「飲み物を買う人は、店頭で3秒で銘柄を決めるといわれます。ですから私は、スーパーのお客さんを観察し、『今、何を考えているのかな』と推測します。調査というより、心の中で会話している感じですね。現在は社内にマーケター向けの研修制度がありますが、当時は完全に職場内訓練(OJT)でした」
――失敗した経験はありますか。
「10年以上前、チューハイの『アワーズ』という商品を出しました。すごく泡がでるというのが売りでした。発売直後はビールのように口に泡がついて楽しい、と買ってもらったのですが、その後が続きませんでした。消費者にとっては『泡があるからいいチューハイ』ではなかったのです。
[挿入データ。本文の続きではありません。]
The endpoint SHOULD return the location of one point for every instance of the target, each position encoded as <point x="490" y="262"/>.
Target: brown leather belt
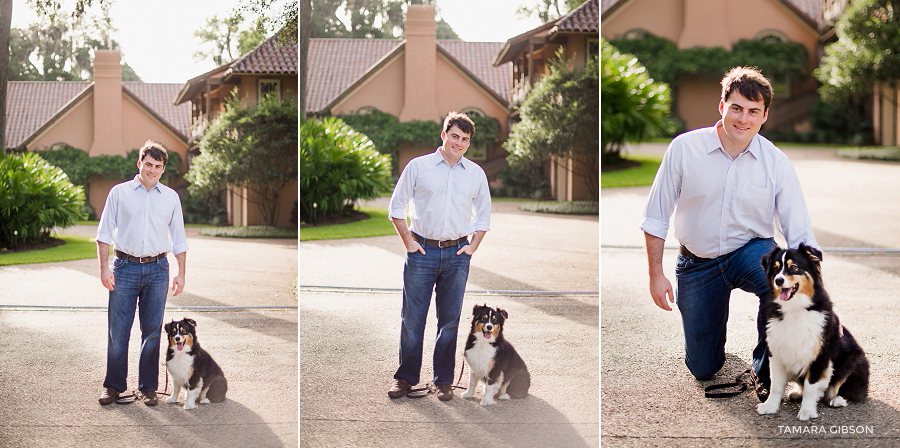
<point x="683" y="251"/>
<point x="141" y="260"/>
<point x="442" y="244"/>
ビールの泡が喜ばれるのは、それがビールのおいしさや品質の証しと受け取られていたからで、チューハイを選ぶ理由にはならなかったのです」
「サントリーは『やってみなはれ』の社風です。失敗を厳しく問われることはありません。ただ、失敗をただ忘れるのでなく、何が駄目だったのか原因を調べるのも仕事のうちです」
「社風といえば、『ほろよい』を発売するとき、『3%なんて、売れるのか』といった意見もありました。でも当時の佐治信忠社長に報告すると、『僕は20代ではないし分からないけど、若い人がいいって言うなら出したらいいのでは』と言ってくれました。社内にそういう雰囲気はあります」
マーケターの視点、すべての仕事に必要
――マーケターに必要な資質は何でしょう。
「人への興味だと思います。好きな人にプレゼントを買おうと思ったら、相手のことを一生懸命調べて考えますよね。マーケティングの仕事も同じです。どれだけ消費者に興味を持って接することができるか。マーケティング理論は便利だし、役に立ちます。でも数学の方程式みたいなもので、理論自体が答えではないのです」
「私は、仕事をしている人は誰もがマーケターだと考えています。マーケターとは消費者だけでなく、取引先や社内の人が『何をどれだけ求めているか』を探るのが仕事です。これは部署に関係なく、働く人すべてに求められる姿勢です。お客様センターで消費者の声を聞き、将来サントリーのファンになってもらえるように対応するのもマーケティング活動です。原料調達から店頭営業まで、すべての仕事のベースにマーケティングがあると思います」
――デジタルマーケティングへの取り組みは。
「今、勉強中です。酒はアナログな分野だと思っているので、取り組みが遅くなっているのかもしれません。でも、伝え方のひとつの手段としてデジタルの可能性は大きいとみています。酒はコミュニケーションツールでもあって、その点はデジタルも同じです。では具体的に何ができるのか。これから考えていきます」
1991年サントリー(現サントリーホールディングス)入社。業務用イタリア食材の輸入販売に携わった後、「DAKARA」や「CCレモン」などのブランドマネージャーを担当。2004年にRTD部門に移り、商品開発やマーケティングを担当。12年から現職。